Material inequalities – disadvantages in household income, in jobs, schooling, place – cohere with the inequalities that accompany ethnicity and gender and become most readily evident in mental health. Of course, low income and socio-economic deprivation link with worse physical health, too, but in mental health the strain seems all the more virulent. The commission’s report isn’t afraid to use a word from which some shy away – power. Inequalities in power emerge in the workplace, in housing allocations, in how people are treated by the police and connect with the likelihood of having mental health problems and, all too often, with the prospect of getting the attention of professionals (who are themselves stretched and, in some areas, such as the treatment of child and adolescent mental health, thin on the ground).

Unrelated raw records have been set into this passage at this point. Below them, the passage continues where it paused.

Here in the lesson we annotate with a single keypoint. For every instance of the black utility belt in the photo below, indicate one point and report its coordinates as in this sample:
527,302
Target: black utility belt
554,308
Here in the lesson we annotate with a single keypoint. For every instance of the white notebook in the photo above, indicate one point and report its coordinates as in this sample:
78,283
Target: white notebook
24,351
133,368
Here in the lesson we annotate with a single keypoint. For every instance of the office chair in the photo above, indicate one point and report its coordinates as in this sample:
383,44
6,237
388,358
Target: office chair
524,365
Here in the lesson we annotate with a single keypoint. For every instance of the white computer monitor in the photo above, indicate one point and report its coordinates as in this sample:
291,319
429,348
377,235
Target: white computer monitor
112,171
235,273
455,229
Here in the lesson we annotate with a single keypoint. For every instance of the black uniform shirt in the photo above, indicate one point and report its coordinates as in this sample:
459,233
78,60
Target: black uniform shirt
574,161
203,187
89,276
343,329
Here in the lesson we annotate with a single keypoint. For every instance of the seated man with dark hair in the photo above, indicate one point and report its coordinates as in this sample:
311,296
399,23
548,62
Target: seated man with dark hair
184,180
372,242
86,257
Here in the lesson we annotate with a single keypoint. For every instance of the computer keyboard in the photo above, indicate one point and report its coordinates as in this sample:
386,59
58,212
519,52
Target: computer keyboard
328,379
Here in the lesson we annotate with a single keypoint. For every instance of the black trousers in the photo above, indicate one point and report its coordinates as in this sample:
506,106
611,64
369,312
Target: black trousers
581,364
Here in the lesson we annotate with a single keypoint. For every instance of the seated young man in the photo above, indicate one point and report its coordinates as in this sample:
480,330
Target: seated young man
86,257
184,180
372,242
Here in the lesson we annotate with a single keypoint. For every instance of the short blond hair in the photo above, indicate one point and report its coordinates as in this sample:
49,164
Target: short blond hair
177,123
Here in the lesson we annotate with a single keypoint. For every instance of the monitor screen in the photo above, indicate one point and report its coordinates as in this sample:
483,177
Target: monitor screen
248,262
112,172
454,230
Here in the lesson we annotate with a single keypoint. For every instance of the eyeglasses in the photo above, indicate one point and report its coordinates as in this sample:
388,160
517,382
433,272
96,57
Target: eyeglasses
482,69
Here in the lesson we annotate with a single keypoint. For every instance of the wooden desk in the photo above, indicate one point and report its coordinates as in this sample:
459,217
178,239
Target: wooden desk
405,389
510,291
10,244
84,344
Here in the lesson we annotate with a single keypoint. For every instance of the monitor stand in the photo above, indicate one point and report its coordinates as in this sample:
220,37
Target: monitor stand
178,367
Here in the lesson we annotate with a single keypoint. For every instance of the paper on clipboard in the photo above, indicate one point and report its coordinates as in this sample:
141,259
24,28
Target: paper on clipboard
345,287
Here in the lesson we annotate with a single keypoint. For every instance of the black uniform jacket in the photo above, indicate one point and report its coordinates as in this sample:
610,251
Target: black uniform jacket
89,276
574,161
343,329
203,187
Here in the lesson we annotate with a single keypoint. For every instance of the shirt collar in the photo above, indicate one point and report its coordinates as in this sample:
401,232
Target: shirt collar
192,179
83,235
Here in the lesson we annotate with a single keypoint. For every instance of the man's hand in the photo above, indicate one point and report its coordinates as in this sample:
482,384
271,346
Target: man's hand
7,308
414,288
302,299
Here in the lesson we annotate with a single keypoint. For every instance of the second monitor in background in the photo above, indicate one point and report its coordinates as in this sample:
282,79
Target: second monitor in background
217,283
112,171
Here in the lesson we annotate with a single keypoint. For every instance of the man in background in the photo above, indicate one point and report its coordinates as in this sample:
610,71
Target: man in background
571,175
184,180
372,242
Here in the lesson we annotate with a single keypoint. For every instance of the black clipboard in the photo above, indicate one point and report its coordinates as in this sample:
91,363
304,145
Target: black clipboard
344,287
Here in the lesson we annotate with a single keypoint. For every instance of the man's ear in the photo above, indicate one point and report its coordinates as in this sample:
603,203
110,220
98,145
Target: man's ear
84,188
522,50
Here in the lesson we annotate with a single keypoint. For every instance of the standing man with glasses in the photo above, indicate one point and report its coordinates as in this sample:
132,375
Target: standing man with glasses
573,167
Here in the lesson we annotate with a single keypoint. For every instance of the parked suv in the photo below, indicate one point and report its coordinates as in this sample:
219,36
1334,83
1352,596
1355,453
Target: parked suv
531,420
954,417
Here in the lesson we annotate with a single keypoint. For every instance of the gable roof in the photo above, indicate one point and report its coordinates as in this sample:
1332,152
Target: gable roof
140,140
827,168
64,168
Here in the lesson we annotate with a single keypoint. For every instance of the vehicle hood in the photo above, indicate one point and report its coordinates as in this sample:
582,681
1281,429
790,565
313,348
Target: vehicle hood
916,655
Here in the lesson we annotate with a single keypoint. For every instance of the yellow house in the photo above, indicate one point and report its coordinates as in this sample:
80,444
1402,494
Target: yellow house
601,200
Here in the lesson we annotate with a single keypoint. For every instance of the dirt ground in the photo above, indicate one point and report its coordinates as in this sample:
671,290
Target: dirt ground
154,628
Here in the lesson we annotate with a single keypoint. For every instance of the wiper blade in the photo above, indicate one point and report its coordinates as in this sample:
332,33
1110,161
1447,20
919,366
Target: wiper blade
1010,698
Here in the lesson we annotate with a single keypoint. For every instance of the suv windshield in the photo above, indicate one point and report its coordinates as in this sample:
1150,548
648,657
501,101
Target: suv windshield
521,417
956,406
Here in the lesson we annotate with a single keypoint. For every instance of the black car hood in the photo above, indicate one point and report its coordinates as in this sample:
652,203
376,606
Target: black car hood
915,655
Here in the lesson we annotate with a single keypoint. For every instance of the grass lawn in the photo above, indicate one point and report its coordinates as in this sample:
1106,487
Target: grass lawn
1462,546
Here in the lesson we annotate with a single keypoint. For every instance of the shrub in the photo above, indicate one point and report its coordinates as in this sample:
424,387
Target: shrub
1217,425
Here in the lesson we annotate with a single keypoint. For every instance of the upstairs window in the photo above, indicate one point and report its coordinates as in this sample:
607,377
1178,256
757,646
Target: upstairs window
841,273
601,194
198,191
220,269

The commission points to action on two fronts. One is inescapably ‘political’ because it’s about power and wealth and the distribution of income and life chances. Inequality in being unwell stems from the structure and conditions of our society and economy and they need to change. That involves minimum wages, family income support and adequate funding for schools. Meanwhile much can – and is being done – by community groups and local authorities in providing housing and preventing homelessness. Heartening examples abound. Within the NHS, attention is turning to neglected areas: autism and learning disability, the intersection of physical and mental health, the impact of minority status, especially ethnic background, on wellbeing.
Talk does not generate action; the cycles and dynamics of politics and policymaking rarely reflect public concerns in any direct way. Inequality talk during 2020, given edge and volume by COVID-19, will not automatically produce legislation and measures in 2021. But it is shifting attitudes and extending political possibility. The collation of facts, analysis and advocacy in the commission’s report on mental health inequalities takes us forward and brings nearer the eradication of what the report justly calls a stain on our society.